Postby tob » Thu Feb 25, 2016 9:10 pm

Valerie Adams wrote:I think it's important to note that the instructions posted above say to anneal Bullseye at 950°, which at that thickness (four layers) is incorrect. Bullseye lowered their annealing recommendation to 900° for thicker pieces. The one-hour anneal is also far too short for a four layer piece.


Annealing Bullseye at 960° (or 950) is not "incorrect", per se. It is just that several years ago the people at Bullseye discovered that the annealing time of thick pieces can be shortened by soaking at 900F instead of the 960 they previously recommended. 960° still works fine. It just requires a longer ramp down time for thick pieces. Here's where their tech article about it can be found - http://www.bullseyeglass.com/methods-id ... glass.html

Nor is the 1 hour annealing soak time "far too short" for the 12mm (1/2") thick piece mentioned in that article - 4 layers of 3mm each. For that thickness Bullseye currently recommends a 2 hour soak at 900F. Since the annealing temperature used for this piece was 960F, one hour should be just about right because the stress will be relieved faster at the higher temperature.

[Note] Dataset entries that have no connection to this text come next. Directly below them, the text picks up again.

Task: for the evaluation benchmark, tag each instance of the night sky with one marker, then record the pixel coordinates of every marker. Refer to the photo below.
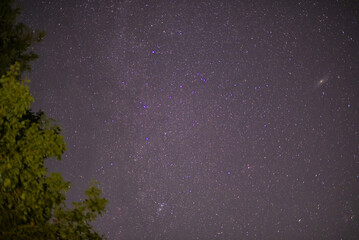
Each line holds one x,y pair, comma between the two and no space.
206,119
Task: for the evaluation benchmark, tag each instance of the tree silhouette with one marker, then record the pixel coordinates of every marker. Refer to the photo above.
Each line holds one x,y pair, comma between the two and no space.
32,201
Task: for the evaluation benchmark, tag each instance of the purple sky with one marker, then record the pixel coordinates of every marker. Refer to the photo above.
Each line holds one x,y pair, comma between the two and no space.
206,119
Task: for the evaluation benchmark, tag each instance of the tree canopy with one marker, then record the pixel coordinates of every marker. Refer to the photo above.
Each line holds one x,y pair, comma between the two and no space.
32,201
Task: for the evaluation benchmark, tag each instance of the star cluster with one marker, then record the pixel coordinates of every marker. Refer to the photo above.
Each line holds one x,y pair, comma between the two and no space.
206,119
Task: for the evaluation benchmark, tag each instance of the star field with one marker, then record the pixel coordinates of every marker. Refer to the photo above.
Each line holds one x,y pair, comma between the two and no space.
206,119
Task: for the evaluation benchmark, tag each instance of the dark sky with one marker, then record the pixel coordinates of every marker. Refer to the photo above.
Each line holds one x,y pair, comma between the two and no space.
206,119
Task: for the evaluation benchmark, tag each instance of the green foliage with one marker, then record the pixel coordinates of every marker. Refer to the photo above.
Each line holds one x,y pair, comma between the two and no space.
16,38
32,202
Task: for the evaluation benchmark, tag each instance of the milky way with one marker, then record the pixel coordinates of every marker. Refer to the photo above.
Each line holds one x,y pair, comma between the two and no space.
206,119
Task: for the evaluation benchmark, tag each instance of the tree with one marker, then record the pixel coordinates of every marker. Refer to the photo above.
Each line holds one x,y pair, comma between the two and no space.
16,39
32,202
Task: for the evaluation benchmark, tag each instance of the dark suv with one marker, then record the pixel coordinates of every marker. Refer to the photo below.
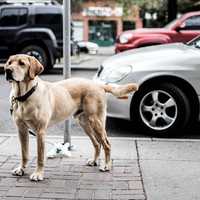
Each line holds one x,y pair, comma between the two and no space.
31,28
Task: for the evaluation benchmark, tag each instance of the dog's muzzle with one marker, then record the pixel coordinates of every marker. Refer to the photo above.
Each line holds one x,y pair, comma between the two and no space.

This is a pretty good example of how annealing happens within a range of temperatures, not just at a single point. Bullseye's old annealing schedules that used 960F as the annealing soak temperature worked fine in the past - and still do. But their newer schedule allows for a shorter overall time when taking into account the required ramp down to below the strain point, which is why they changed their annealing recommendations in 2009.